Generally, Business Intelligence is made up of an increasing number of components, these are:
reporting, analytics and dashboards.
In 1989, Howard Dresner (later a Gartner Group analyst) proposed "business intelligence" as an umbrella term to describe "concepts and methods to improve business decision making by using fact-based support systems. It was not until the late 1990s that this usage was widespread.
Applications in an enterprise
- Measurement – program that creates a hierarchy of performance metrics (see also Metrics Reference Model) and benchmarking that informs business leaders about progress towards business goals (business process management).
- Analytics – program that builds quantitative processes for a business to arrive at optimal decisions and to perform business knowledge discovery. Frequently involves: data mining, process mining, statistical analysis, predictive analytics, predictive modeling, business process modeling, complex event processing and prescriptive analytics.
- Reporting/enterprise reporting – program that builds infrastructure for strategic reporting to serve the strategic management of a business, not operational reporting.
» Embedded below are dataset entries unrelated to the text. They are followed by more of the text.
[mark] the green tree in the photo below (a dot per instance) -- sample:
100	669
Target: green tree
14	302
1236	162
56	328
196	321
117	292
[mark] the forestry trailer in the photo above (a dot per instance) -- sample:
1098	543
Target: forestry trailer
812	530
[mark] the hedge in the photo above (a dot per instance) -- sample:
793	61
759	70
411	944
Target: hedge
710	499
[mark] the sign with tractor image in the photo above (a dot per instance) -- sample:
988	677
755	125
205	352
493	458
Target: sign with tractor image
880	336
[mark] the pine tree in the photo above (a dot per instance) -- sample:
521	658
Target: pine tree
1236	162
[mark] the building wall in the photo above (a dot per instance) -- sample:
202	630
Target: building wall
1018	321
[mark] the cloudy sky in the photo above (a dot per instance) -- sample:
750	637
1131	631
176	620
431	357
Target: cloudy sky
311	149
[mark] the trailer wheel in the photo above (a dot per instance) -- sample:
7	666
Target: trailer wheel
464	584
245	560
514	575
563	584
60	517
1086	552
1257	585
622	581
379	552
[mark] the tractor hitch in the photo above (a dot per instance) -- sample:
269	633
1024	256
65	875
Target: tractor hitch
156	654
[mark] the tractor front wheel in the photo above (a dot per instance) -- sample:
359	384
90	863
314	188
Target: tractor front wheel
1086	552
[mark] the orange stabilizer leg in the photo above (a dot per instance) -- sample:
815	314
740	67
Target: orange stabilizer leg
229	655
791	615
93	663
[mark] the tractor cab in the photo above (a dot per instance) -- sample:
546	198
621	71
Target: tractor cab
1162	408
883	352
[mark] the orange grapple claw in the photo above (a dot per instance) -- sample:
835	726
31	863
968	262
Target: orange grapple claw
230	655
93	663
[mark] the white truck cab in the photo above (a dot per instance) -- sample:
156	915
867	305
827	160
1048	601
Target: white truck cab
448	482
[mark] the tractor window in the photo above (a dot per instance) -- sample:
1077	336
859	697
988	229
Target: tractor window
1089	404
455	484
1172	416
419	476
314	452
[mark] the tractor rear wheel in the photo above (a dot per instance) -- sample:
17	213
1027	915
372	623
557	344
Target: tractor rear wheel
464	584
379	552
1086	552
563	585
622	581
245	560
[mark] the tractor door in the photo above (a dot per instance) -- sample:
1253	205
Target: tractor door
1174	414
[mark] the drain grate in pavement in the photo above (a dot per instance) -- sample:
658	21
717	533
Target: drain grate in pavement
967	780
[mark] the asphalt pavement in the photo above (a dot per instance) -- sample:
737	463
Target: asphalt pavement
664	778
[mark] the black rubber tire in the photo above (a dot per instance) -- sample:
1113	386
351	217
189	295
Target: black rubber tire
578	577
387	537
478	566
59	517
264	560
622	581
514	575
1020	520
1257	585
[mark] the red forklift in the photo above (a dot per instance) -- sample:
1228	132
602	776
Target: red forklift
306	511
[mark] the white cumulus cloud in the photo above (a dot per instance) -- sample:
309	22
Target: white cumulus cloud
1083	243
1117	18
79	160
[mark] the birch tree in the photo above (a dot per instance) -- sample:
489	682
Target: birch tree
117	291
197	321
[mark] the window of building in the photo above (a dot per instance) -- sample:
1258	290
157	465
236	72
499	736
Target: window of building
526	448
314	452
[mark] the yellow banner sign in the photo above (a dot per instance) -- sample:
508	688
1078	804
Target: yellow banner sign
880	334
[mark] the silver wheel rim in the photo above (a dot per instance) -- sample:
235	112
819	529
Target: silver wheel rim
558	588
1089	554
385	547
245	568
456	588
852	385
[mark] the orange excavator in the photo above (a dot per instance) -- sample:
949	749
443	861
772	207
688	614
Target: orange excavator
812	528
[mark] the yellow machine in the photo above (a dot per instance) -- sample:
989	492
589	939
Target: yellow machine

Frequently involves data visualization, executive information system and OLAP.
- Collaboration/collaboration platform – program that gets different areas (both inside and outside the business) to work together through data sharing and electronic data interchange.
- Knowledge management – program to make the company data driven through strategies and practices to identify, create, represent, distribute, and enable adoption of insights and experiences that are true business knowledge. Knowledge management leads to learning management and regulatory compliance.
Success factors of implementation
Before implementing a BI solution, it is worth taking different factors into consideration before proceeding. According to Kimball et al., these are the three critical areas that you need to assess within your organization before getting ready to do a BI project:
- The level of commitment and sponsorship of the project from senior management
- The level of business need for creating a BI implementation
- The amount and quality of business data available.